一級製図の廊下は基本的に幅2mとなるようにしましょう。こうすることで、柱の突き出し等を考慮した有効幅を満たすことができます。
また、廊下にクランクがあると、ランクⅢになる可能性があるので避けましょう。

⑧ 二方向避難・歩行距離・重複区間

建築物の避難階以外の階が以下の用途である場合、その階から避難階に通じる直通階段を2つ以上設けなければなりません(建築基準法施行令第121条)。
用途:集会場、店舗、児童福祉施設、ホテル、共同住宅など
例年、問題文(Ⅰ-4. 留意事項)に、2以上の直通階段を計画するよう記載されています。

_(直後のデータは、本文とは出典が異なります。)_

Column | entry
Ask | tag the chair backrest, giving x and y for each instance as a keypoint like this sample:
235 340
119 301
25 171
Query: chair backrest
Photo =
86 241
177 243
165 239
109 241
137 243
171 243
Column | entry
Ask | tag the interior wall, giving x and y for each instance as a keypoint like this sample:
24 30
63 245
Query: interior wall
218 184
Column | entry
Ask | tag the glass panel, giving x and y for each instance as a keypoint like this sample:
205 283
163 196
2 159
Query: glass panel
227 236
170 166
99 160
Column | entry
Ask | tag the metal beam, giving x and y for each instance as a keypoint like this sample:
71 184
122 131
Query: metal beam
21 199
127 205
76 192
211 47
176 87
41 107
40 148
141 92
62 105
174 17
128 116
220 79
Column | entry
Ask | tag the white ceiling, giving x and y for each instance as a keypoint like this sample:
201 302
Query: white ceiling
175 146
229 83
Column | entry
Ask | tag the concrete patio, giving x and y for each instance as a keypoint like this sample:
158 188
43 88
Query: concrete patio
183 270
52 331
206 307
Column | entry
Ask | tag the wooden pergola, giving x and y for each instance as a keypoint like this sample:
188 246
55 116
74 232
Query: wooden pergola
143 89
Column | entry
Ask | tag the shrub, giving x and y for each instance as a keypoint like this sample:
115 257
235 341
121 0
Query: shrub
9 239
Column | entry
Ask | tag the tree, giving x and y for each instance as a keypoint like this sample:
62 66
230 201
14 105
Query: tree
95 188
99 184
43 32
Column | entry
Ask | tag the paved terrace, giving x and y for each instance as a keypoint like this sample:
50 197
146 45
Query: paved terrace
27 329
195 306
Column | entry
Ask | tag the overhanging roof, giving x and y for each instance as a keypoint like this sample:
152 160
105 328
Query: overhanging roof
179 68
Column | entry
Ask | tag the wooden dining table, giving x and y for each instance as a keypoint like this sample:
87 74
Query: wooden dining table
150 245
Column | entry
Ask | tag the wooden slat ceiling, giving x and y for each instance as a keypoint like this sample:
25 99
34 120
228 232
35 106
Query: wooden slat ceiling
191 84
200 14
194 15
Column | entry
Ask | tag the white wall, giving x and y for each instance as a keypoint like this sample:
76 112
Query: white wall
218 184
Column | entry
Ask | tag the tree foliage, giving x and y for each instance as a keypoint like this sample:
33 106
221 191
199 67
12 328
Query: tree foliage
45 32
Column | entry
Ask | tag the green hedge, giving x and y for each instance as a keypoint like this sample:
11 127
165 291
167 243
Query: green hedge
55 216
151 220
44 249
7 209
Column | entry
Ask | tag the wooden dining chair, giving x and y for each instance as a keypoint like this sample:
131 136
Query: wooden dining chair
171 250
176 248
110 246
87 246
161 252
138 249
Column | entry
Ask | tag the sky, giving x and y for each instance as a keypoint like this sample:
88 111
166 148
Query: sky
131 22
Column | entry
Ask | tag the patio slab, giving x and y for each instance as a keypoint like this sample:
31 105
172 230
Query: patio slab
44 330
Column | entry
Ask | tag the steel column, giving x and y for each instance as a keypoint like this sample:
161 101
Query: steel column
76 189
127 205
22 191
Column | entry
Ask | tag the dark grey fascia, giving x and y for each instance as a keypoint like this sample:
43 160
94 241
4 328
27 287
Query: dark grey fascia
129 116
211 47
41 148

直通階段に至る歩行距離を以下の数値以下にしなくてはなりません(建築基準法施行令第117条、第120条)。

準耐火建築物の場合
・30m以下:無窓の居室
・40m以下:百貨店、展示場、飲食店など
・50m以下:上記以外

前述の④で解説した通り、一級製図は基本的に耐火建築物となります。
3階建て以上の建築物や、延べ床面積が1000㎡以上の建築物で適用されるため、一級製図では必須です。

二方向の避難経路における重複区間の長さは、上記の歩行距離の1/2以下としなければなりません(建築基準法施行令第121条第項3項)。

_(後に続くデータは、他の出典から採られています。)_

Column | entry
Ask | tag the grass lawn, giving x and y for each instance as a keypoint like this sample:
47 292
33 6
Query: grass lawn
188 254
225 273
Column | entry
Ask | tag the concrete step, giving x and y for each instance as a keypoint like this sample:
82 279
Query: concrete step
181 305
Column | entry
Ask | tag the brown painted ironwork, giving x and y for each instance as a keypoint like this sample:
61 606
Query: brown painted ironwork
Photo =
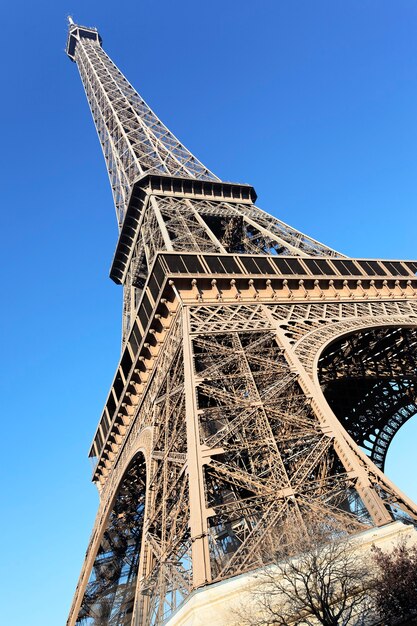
262 375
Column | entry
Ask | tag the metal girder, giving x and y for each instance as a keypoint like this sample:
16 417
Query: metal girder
216 436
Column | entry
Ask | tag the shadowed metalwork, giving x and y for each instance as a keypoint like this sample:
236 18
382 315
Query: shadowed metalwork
262 375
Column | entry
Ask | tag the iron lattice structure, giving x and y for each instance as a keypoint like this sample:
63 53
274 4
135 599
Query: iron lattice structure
261 381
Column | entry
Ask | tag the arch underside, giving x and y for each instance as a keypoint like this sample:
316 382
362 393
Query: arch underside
369 379
110 592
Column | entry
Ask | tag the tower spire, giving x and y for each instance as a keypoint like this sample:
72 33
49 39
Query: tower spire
133 138
261 380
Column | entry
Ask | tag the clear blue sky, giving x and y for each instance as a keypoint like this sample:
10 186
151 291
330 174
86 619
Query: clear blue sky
314 103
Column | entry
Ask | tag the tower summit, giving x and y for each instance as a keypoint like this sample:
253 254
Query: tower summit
262 377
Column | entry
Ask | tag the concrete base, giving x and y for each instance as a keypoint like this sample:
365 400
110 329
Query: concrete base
216 604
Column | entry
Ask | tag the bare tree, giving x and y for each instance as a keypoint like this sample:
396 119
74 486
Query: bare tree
396 582
325 583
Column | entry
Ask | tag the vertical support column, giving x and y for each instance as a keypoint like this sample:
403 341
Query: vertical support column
161 224
198 516
330 424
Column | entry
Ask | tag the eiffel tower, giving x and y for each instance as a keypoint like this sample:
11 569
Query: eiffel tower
262 376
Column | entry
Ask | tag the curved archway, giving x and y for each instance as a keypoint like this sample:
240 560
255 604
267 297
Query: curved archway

代表となる一室の奥から直通階段への二方向避難経路を記載し、歩行距離(短い方)と重複区間の距離を記入しなければなりません(問題文Ⅱ-1. 要求図面 特記事項)。

⑨ 採光補正係数

一級製図では、集合住宅や高齢者介護施設の課題で、住戸の採光確保の指定がありました(問題文Ⅰ-4. 留意事項)。
住戸や教室が予想される課題の場合、有効採光面積や採光補正係数の計算式を頭に入れておきましょう。

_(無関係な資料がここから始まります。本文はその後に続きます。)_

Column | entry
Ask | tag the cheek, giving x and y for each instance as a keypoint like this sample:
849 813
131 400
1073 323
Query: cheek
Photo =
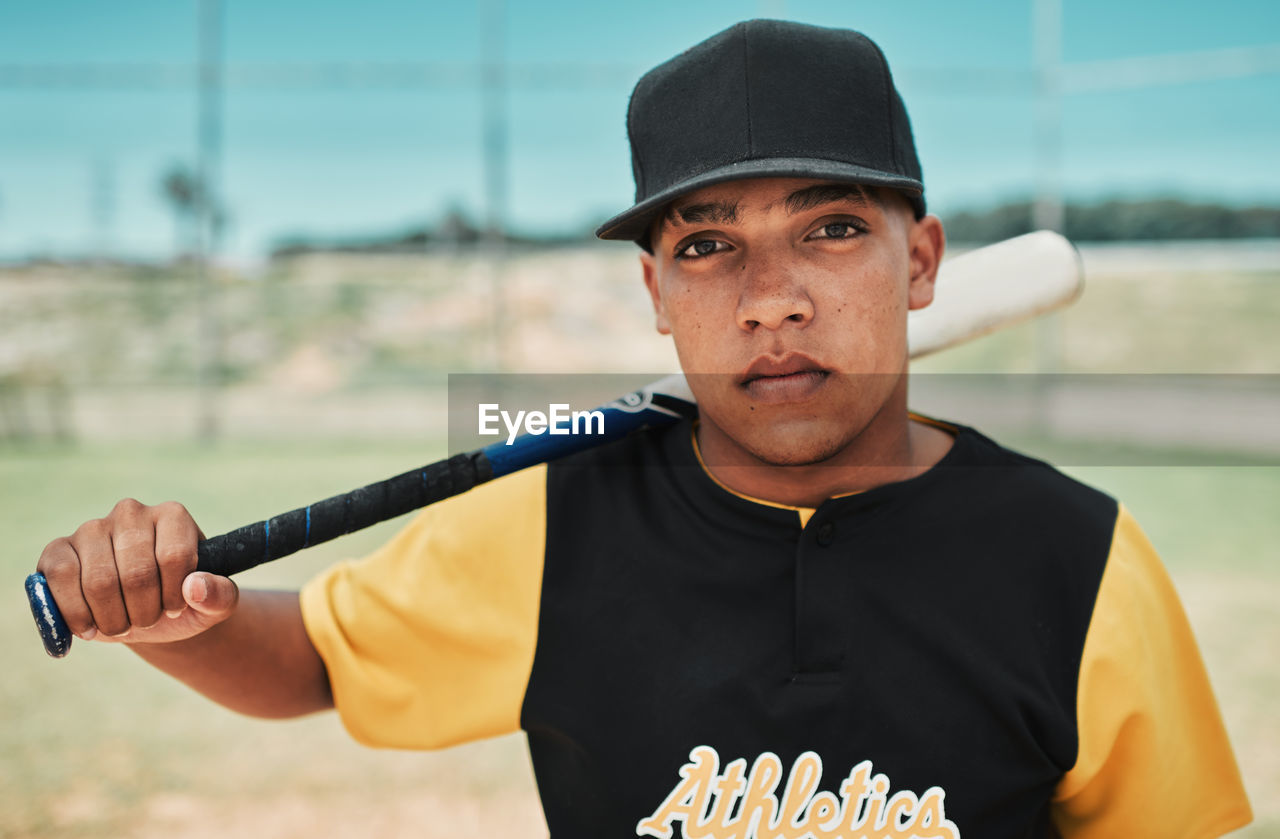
694 315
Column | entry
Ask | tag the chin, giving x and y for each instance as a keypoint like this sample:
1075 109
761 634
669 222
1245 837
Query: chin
795 443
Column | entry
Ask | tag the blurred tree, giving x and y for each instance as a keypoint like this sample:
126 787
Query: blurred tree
1147 219
182 190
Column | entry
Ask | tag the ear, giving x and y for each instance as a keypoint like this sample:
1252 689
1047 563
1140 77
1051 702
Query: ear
926 242
649 265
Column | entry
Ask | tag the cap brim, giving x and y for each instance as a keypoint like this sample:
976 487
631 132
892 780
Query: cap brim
634 224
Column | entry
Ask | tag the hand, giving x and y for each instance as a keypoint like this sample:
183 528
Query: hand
132 577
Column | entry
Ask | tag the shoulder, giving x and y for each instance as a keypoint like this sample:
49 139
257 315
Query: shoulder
1031 491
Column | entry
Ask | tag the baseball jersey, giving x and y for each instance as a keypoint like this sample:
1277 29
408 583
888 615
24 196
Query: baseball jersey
990 650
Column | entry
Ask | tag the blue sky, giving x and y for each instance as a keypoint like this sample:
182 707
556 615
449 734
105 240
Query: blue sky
328 160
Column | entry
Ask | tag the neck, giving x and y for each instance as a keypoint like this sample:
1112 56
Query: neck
891 447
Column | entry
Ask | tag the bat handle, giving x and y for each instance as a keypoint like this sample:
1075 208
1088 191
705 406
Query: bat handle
49 619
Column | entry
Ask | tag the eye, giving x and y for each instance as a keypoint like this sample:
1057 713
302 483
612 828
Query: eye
837 231
700 247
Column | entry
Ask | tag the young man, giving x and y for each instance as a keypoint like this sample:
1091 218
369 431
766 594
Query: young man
809 612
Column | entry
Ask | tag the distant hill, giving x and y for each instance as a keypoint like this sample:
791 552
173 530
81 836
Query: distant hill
1147 219
1142 219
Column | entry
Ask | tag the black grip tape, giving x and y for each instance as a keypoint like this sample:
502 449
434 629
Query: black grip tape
287 533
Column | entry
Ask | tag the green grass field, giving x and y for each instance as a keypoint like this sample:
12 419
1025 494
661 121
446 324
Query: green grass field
99 746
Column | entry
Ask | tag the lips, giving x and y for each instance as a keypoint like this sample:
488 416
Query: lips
790 378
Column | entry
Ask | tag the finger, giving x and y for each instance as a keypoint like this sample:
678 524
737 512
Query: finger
210 594
99 578
62 570
133 541
177 537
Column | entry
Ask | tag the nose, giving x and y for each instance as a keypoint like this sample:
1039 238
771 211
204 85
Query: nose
772 295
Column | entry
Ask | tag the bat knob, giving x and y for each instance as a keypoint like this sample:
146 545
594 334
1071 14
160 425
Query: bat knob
49 620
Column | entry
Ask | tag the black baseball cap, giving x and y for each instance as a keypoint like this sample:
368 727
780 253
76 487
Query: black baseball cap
766 99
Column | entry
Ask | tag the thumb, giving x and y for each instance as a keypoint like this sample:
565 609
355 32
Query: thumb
210 594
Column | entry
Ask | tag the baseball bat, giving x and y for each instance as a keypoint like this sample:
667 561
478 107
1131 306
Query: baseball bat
976 293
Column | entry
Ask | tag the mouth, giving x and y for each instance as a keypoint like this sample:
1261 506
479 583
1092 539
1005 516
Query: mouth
792 378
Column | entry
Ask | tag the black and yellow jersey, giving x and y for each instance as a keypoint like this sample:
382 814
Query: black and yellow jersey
987 650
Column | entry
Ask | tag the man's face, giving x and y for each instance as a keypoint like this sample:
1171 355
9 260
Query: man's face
787 304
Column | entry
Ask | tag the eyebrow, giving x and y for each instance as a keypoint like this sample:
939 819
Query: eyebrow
711 211
799 201
816 196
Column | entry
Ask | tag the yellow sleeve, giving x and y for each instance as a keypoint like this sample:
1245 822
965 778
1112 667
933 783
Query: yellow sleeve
429 641
1153 756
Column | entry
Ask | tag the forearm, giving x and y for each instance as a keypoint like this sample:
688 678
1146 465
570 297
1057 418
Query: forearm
259 661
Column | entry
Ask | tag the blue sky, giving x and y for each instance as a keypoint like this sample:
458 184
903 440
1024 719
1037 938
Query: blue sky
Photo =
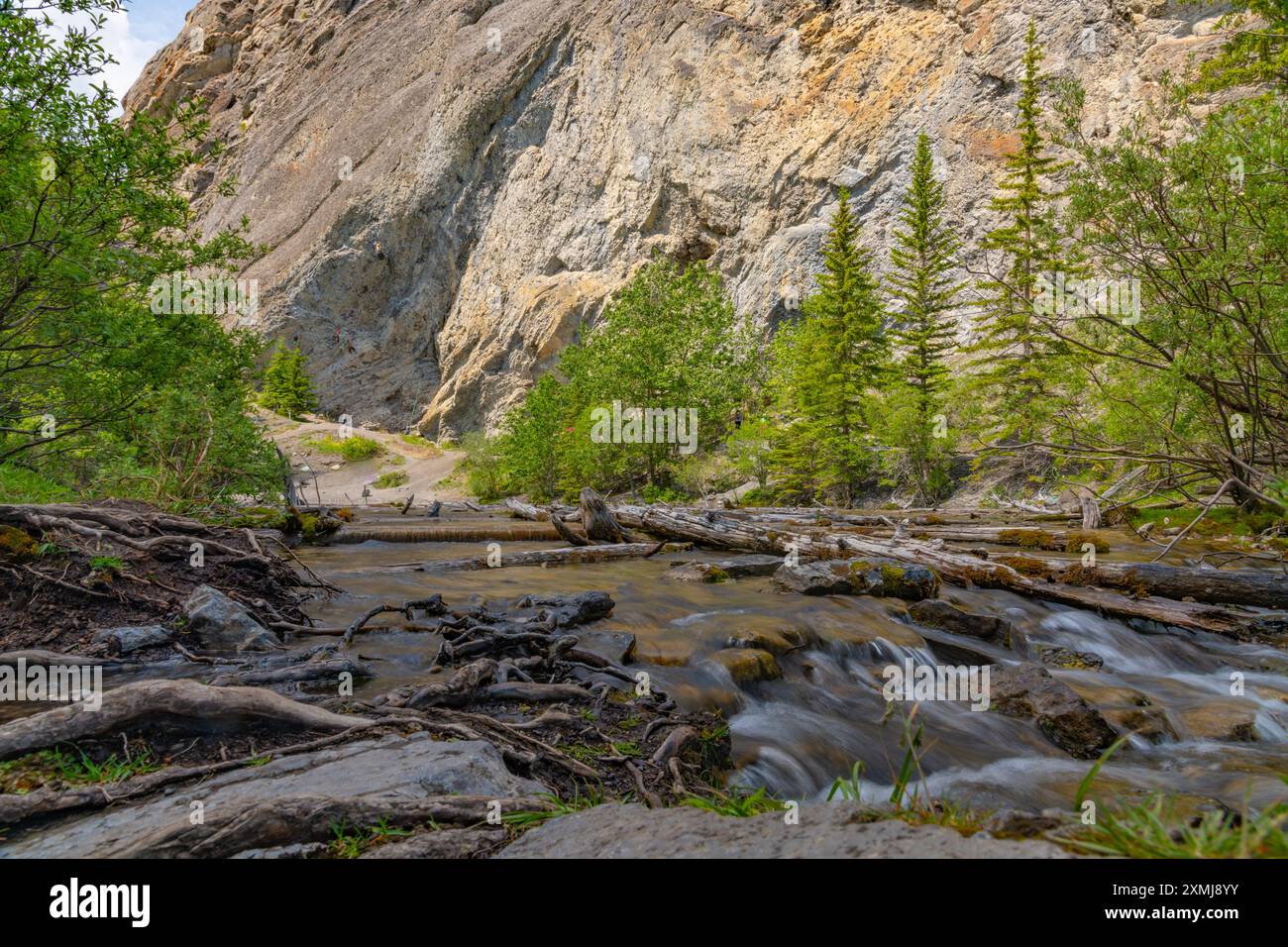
133 37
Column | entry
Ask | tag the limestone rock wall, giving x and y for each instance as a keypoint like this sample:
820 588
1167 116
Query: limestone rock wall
447 189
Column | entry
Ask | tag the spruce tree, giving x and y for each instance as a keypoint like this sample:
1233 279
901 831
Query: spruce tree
1017 359
922 260
287 388
827 368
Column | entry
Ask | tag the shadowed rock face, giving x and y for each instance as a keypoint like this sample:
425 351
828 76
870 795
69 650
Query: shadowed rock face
447 189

有効採光面積 = 窓の面積×採光補正係数 を 床面積×有効採光率 以上確保しなければなりません(建築基準法施行令第19条、第20条)。

【有効採光率】
・住戸:1/7(談話室は1/10)
・保育室:1/5
・学校の教室:1/5
・大学の教室:1/10

小さい住戸だと床面積20㎡程度なので、有効採光面積は3㎡以上必要となります。
ベランダの窓の面積はざっくり計算すると、天井高2.5m×間口3m=7.5㎡です。
つまり、採光補正係数は、3/7.5=0.4以上必要となります。

よって、採光補正係数は、余裕を見て、0.5以上とるようにすればいいでしょう。
採光補正係数の計算式は、以下になります。用途地域によって、式が異なります。

【採光補正係数】
住居系地域:(D/H)×6 - 1.4(≦3.0)
商業系地域:(D/H)×10 - 1.0(≦3.0)
D:隣地境界線から窓直上の外壁(パラペット)またはバルコニーまでの水平距離
H:パラペットまたはバルコニーから窓中心線までの垂直距離
(建築基準法施行令第20条第2項)

また、以下の条件だと採光補正係数は1.0となるため、計算の手間が省けます。
・窓が道路に面している場合
・窓が道路に面していない、かつ、Dが7m以上(商業系なら4m以上)の場合

住戸を道路面にする、または、ヘリアキ(隣地面)を7m取ることができれば、細かい計算をする必要がなくなります。
条件上、それが不可能な場合は、最も下の階の住戸~パラペットでみる採光補正係数が一番厳しくなるため、この値が0.5以上になるようにしましょう。
例えば、3階建ての1階に住戸を設ける場合で概算すると、{(0.5+1.4)/6}×{3.5×(2+0.5)+0.5}=2.93となるため、3m以上のヘリアキを取る必要があります。

法規以外の一発不合格ミス(ランクⅣ)

・要求室の欠落
・室の面積不足
・構造不整合(片持ち梁の抜け、大スパンの大梁や柱など)
・上下階の不整合(コア、バルコニー、PS、DS、EPSなど)
・未完(時間入れ)

ランクⅢとなるミス

・要求室の条件違反(隣接条件、向きや間口の指定など)
・室名や室面積の記載漏れ
・部門ゾーニングが不適切(原則、フロアゾーニング)
・廊下がクランクしている
・用途のない空間
・住戸、屋上庭園、共用室が北向き
・明るい指定の室で日照不足(南開口でない)
・ホールや室が不整形(辺長比2.5以下)
・室内レイアウトに無理がある
・管理人室からの視界に死角がある
・廊下が暗い
・寸法線、床レベルなどの未記載
・脆弱地盤の地盤改良がされていない
・基礎の種類、形状が不適切
・図が雑過ぎて分かりにくい

一級製図の難問化傾向に思うこと

一級製図の難問化は、平成30年に突然始まりました。
記載しなくてはいけない要素や、値に過不足がないか検討しなければいけない要素が、どんどん増えているのです。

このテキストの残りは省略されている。